Immunotherapy for Children with High-Risk Neuroblastoma

Research from the laboratory of Professor Paul Sondel, MD, PhD, has played a key role in an effective new treatment for high-risk neuroblastoma.
Research from the laboratory of Professor Paul Sondel, MD, PhD, has played a key role in an effective new treatment for high-risk neuroblastoma.

Research from the laboratory of Professor Paul Sondel, MD, PhD, has played a key role in the development and testing of an effective new treatment for some children with high-risk neuroblastoma.

Neuroblastoma is a cancer of the sympathetic nervous system most commonly found in children under the age of five. Nearly half of neuroblastoma cases are considered “high-risk,” meaning that the disease is likely to spread aggressively—and the child is likely to die—if only standard chemotherapy treatment is given.

Last year, Dr. Sondel and members of the Children’s Oncology Group led a National Institutes of Health-funded Phase III trial to test whether a new form of immunotherapy is more effective than standard therapy for these high-risk patients.

Immunotherapy Extends Survival by 20 Percent

In the trial, investigators randomly assigned 226 children who had finished all neuroblastoma chemotherapy treatments into two treatment groups:

  • The first group received the standard therapy of six cycles of isotretinoin.
  • The second group received the new immunotherapy treatment: six cycles of isotretinoin plus five cycles of the monoclonal antibody ch14.18, in combination with alternating GM-CSF and interleukin-2. (Both GM-CSF and interleukin-2 are white blood cell activators, which enables them to use the ch14.18 antibody to more effectively kill neuroblastoma cells.)

Study results after two years showed that the rate of survival—without relapse or disease progression— was 20 percent greater in the children who received immunotherapy (66% versus 46%).

This immunotherapy treatment has become the standard approach used by the Children’s Oncology Group, which cares for approximately 90% of children with cancer in the US and Canada.

The full study was published in the New England Journal of Medicine on September 30, 2010.

The Laboratory Connection

The immunotherapy treatment used in the trial is based in part on work from Dr. Sondel’s laboratory. For over 60 years, basic science researchers there have been evaluating immunological methods focused on improved cancer treatment. For approximately 30 years, some of this work has incorporated the use of tumor-reactive monoclonal antibodies for destroying cancers, including neuroblastoma.

Over 20 years ago, Dr. Sondel’s team showed that administering interleukin-2 to cancer patients can activate certain white blood cells (“natural killer” cells) to a state where they are able to more potently destroy neuroblastoma cells that had been treated with a tumor-specific monoclonal antibody.

“We are pleased that this immunotherapy regimen has now become the standard of care in the US for children with high-risk neuroblastoma,” Dr.
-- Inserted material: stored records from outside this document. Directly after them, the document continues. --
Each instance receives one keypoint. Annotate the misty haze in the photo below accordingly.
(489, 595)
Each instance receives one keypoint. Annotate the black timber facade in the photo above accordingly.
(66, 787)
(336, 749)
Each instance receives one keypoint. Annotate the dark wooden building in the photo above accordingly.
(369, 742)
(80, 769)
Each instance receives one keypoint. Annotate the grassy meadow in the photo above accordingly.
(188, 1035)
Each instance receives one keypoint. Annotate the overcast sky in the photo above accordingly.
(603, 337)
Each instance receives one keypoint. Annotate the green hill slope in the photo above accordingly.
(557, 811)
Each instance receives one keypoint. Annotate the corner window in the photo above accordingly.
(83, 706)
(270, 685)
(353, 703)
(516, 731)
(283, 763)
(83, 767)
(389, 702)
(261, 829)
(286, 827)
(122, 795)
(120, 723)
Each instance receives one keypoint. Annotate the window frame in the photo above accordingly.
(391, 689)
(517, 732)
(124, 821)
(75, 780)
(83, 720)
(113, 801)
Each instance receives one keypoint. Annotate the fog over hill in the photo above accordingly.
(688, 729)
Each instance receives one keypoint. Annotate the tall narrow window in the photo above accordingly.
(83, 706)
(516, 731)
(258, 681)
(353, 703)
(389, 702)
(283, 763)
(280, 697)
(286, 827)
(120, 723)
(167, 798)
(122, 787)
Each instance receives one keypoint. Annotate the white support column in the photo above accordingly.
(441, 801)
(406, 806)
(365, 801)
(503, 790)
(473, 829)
Sondel said.

“We are now investigating the use of personalized medicine to identify individuals with certain genes that might make them most likely to benefit from this treatment,” he added. “In addition, through collaborative genetic engineering, we are testing an exciting next generation of this treatment, in which the interleukin-2 is linked directly to the monoclonal antibody. This genetically engineered agent works far better in mice than the prior combination, and our initial clinical testing has generated promising results.”